After we commit our changes a snapshot of our files will be created locally. Then when we connect our local to remote we will able to push our files to remote so our files will be saved on remote platform of our choice.
At this stage we have a newly created empty repository in remote and committed files in local. To send them to remote we use push command:

git push origin master

Here origin is the name of remote repository see note and master is our default branch. What is a branch? A branch is a version of your code which is created from a commit, simply put, it means we create a copy of our files from specific state of our project (meaning a commit) and work on our project parallelly in two or more versions of our project. It is the root feature that makes collaborative work possible.
In a fresh project after git init we have only one version of our files which by default is called master.
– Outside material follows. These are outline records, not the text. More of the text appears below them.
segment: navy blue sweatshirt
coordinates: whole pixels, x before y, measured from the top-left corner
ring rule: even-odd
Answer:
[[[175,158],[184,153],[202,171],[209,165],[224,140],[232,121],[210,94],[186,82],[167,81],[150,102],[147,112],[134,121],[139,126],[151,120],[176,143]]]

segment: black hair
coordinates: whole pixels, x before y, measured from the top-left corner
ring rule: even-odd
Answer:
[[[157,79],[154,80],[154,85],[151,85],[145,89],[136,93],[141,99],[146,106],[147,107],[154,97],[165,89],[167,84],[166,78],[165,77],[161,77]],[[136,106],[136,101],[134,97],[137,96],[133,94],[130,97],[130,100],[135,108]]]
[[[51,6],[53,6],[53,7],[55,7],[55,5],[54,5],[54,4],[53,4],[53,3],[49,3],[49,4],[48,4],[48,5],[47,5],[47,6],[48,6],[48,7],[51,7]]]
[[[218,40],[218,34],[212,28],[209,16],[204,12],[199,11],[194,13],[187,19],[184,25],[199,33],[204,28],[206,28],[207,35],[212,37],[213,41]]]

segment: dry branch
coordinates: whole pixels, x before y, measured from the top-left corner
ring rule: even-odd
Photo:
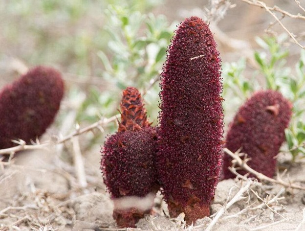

So by above command we asking git to push our master branch to origin which now is completely empty, thus in github we will have one branch which has same name as our local namely master.

If you are a solo developer and your project is small and simple you may never want to have more than one branch, but in case you want to experiment something and you think it may fail, it is a good practice to create a branch and work on the branch if it works then you can merge it to your master and if it didn't work then just delete the branch and you are sure you still have your original files.
Another use-case is having development branch and production branch, for example if your project is a website and it is already live, you can have a development branch and work on that and whenever all the tests and results were acceptable merge it to production branch and make them live with minimum bugs.